Hardware Locality Users' Mailing List Archives

  |   Home   |   Support   |   FAQ   |   all Hardware Locality Users mailing list

Subject: Re: [hwloc-users] possible concurrency issue with reading /proc data on Linux
From: Brice Goglin (Brice.Goglin_at_[hidden])
Date: 2012-04-21 17:26:07

On 21/04/2012 23:08, Vlad wrote:
> Greetings,
> I use hwloc-1.4.1 stable on Red Hat 5 and am seeing a possible
> concurrency issue not covered by the "Thread Safety" guidelines:
> - I start a small number (4) of threads, each of which does some work
> and periodically executes hwloc_get_last_cpu_location() with
> - occasionally, one or two of those threads will see the call fail
> with ENOSYS (even though the same call has already executed
> successfully a number of times)
> These errors are transient and seem to occur only when some of the
> threads in the group are terminating. I've skimmed through the
> implementation in topology-linux.c and it seems plausible to me that
> the errors could be caused by failure to read /proc state "atomically"
> in the presence of concurrent thread starts/exits.
> Of course, the latter is hard (impossible ?) to do because the state
> always changes and a snapshot can only be obtained with a single
> read() (which in turn would require knowing how many thread entries to
> expect in advance). However, returning ENOSYS in such cases does not
> seems intended but rather a flaw in retry logic. Similar issues may be
> present with other API methods that rely on
> hwloc_linux_foreach_proc_tid() orhwloc_linux_get_proc_tids().

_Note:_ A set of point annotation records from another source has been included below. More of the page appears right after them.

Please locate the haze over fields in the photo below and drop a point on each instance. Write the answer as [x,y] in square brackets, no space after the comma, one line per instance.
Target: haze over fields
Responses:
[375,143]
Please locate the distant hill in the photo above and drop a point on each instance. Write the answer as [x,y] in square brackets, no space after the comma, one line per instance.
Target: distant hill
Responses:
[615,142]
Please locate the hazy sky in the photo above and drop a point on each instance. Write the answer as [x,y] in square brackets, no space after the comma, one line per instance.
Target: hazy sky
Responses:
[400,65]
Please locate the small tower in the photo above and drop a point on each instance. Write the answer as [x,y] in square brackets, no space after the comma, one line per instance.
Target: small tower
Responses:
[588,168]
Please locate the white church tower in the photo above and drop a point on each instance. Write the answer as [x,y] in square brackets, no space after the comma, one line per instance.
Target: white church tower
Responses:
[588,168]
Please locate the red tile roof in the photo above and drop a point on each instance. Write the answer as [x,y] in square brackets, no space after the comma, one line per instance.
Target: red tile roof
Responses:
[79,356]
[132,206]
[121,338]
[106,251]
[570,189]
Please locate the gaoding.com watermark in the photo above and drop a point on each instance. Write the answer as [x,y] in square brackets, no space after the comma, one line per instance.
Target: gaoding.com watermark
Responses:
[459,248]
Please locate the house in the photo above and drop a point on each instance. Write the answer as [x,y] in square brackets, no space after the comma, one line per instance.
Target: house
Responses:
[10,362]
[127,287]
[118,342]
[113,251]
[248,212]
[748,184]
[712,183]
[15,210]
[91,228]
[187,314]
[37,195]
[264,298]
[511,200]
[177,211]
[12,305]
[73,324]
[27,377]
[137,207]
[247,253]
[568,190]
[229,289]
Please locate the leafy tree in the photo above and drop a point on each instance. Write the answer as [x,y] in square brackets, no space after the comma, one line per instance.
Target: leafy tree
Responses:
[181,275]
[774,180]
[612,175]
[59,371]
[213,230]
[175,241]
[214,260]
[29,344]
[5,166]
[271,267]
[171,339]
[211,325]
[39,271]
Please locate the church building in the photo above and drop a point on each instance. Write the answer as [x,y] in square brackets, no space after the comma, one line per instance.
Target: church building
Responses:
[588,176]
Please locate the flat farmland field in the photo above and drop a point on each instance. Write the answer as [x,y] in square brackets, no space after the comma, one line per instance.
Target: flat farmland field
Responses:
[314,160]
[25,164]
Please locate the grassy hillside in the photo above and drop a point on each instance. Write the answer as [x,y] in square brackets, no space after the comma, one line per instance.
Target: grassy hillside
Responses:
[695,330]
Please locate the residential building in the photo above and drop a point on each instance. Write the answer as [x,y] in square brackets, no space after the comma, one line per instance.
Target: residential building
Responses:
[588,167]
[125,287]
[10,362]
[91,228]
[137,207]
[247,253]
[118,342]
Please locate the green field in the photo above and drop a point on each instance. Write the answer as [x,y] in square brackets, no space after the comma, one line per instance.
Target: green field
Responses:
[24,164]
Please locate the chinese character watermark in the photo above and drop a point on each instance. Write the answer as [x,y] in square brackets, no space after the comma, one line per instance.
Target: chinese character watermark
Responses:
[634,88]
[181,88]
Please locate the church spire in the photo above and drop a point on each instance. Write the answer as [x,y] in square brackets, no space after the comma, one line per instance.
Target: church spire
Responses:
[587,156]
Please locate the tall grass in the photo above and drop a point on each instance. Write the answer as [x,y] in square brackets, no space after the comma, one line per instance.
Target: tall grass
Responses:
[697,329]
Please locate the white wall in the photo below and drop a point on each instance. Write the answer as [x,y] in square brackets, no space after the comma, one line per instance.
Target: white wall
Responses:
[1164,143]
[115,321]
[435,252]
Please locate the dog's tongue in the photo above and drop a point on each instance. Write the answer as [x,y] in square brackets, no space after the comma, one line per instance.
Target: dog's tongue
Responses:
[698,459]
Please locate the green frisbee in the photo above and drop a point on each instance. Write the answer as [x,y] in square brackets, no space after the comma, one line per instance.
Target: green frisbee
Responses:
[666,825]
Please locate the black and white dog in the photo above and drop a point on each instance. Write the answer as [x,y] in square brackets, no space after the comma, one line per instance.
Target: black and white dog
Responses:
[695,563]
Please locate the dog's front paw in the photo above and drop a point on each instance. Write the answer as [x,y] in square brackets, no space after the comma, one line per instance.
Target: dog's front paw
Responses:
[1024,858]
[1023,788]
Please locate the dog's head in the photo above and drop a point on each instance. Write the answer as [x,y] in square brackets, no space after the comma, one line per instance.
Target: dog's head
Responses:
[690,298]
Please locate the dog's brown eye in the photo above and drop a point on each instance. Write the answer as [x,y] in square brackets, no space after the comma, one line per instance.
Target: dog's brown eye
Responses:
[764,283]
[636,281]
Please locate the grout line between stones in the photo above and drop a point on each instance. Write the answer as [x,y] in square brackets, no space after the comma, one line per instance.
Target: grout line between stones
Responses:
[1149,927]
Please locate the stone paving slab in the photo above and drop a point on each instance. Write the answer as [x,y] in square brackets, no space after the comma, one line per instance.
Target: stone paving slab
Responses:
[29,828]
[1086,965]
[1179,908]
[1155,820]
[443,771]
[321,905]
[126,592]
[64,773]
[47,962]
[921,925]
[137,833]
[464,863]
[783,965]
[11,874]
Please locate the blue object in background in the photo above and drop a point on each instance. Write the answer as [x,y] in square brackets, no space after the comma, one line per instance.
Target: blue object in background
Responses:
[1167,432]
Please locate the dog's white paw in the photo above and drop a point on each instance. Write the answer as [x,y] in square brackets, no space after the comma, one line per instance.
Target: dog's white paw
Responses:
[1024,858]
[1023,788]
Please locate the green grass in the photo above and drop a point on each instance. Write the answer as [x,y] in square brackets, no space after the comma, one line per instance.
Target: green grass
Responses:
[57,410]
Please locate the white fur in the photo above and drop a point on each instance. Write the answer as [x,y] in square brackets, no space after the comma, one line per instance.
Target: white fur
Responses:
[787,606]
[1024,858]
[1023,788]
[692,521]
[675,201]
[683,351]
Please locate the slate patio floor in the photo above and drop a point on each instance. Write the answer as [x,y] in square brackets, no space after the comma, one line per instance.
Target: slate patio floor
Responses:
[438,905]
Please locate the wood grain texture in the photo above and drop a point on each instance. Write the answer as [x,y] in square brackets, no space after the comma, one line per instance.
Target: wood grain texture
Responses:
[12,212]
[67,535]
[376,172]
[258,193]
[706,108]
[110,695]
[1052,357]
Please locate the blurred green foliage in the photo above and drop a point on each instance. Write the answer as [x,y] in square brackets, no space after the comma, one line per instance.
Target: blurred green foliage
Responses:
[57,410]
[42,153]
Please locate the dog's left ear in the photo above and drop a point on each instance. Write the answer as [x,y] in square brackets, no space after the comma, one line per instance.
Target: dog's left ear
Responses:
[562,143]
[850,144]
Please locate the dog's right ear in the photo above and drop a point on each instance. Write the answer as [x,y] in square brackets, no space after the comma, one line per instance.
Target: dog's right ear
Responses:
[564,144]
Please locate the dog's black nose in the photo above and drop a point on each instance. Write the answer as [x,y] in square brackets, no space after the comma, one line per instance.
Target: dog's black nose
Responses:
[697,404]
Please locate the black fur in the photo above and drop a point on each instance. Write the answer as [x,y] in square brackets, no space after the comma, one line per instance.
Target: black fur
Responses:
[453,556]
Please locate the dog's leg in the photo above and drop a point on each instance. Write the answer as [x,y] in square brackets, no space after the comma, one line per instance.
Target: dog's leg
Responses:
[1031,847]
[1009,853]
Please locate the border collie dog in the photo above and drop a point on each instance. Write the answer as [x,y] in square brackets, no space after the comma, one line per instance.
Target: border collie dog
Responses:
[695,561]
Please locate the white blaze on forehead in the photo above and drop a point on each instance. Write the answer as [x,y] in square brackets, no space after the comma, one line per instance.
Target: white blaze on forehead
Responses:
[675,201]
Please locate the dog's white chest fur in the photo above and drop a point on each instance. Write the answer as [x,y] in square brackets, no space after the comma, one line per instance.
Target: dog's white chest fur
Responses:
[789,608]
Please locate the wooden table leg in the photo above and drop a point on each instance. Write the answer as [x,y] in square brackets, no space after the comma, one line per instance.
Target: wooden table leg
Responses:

Can you try the attached patch? It doesn't abort the loop immediately on
per-tid errors anymore. This may work better when threads disappear. I
don't remember if the retry logic was written while thinking about
adding threads only or about adding and removing threads.

If the patch doesn't help, can you send your code to help debug things?

> An alternative explanation could be that the retry logic is correct
> but the implementation relies on readdir(), which is documented to not
> be thread-safe:

I don't this can happen. Your threads should not be accessing the same
DIR stream here.